WORLD governments have been drained of resources after the financial crisis and are poorly-equipped to handle 21st-century global risks, a new study reported yesterday.

Governments are less able to tackle emerging global risks such as shortages of natural resources, an ageing world population and fragile states dominated by illegal activity. But the macroeconomic trends that precipitated the credit crunch are still in evidence, the World Economic Forum Global Risks 2011 report said.

Huge fiscal imbalances between indebted developed states and debt-free developing economies leave countries vulnerable to excessive and destabilising capital flows, asset price collapses and volatile currencies.

These risks are “coming together in a particularly dangerous cocktail,” said World Economic Forum managing director Robert Greenhill.

Most advanced countries are running a fiscally unsustainable position, Daniel Hofman, group chief economist at Zurich Financial Services, said.

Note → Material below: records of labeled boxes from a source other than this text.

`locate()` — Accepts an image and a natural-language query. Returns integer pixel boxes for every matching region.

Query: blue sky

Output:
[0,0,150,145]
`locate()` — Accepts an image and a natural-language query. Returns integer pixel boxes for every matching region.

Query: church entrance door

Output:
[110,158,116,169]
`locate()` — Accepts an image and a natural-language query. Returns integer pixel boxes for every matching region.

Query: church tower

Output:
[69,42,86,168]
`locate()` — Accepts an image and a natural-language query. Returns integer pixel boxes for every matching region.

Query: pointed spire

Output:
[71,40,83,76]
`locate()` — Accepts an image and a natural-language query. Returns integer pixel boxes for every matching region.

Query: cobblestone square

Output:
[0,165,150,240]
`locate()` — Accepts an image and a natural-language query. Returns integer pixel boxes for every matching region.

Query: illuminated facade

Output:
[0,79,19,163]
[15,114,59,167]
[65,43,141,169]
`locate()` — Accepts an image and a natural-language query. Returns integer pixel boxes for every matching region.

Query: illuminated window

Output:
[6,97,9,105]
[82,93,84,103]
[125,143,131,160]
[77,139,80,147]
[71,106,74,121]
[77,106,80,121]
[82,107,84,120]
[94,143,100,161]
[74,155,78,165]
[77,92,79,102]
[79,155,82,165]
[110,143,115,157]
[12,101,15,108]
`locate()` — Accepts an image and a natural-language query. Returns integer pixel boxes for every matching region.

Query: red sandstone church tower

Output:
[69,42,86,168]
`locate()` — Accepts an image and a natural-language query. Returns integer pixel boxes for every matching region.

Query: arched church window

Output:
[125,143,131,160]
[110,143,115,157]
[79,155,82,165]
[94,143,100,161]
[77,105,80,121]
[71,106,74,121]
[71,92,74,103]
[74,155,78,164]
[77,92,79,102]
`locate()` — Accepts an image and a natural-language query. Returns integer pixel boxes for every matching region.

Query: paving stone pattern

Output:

Public debt in countries such as the US, Ireland, Belgium and Italy is now more than 90 per cent of GDP, a level at which it puts a one per cent drag on growth.

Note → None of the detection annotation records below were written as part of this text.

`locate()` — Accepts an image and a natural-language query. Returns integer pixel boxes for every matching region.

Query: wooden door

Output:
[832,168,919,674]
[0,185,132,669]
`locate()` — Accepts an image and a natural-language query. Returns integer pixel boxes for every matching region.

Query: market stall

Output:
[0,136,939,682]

Ageing populations, as much a threat to China and Brazil as developed countries, will push states far further into debt. Age-related liabilities are estimated to average 440 per cent of GDP in developed countries – or ten times the average cost of the financial crisis.

Shortages of vital resources such as food, water and oil will push price volatility on key commodities to new highs, said John Drzik, chief executive of consultancy Oliver Wyman.

“We are experiencing a new age of commodity price volatility and many commodities are at all-time price highs,” he said.

Volatility has risen dramatically since 2005 and is set to continue as supplies of corn, wheat, oil and metals struggle to meet demand. But Drzik also blamed financial markets for the problem. “Financial speculators will be an unpredictable source of demand, creating even more volatility in prices,” he said.


Growing economic disparity both between and within countries is making it harder for governments to tackle crises, while global governance structures are failing to manage disparate national interests.

Weaknesses left in the global economy from the financial crisis, such as high levels of developed country debt, are creating unsustainable imbalances such as currency and inflationary pressures between countries.

Fragile states supporting illicit trade, organised crime and corruption pose a particular risk to global stability. The deterioration in countries such as Afghanistan undermines rule of law and exacerbates poverty, while illicit trade was estimated to be an $1.3 trillion (£835bn) industry in 2009.

A growing world population is putting unsustainable pressure on resources. Demand for food, water and energy is predicted to rise by 30-50 per cent by 2030. Shortages may increase commodity price volatility and could spark social unrest, political instability and environmental damage.

The report tips cyber-security; demographic challenges from ageing populations; resource security; a backlash against globalisation and renewed threat from weapons of mass destruction as five areas that may have severe and under-appreciated consequences.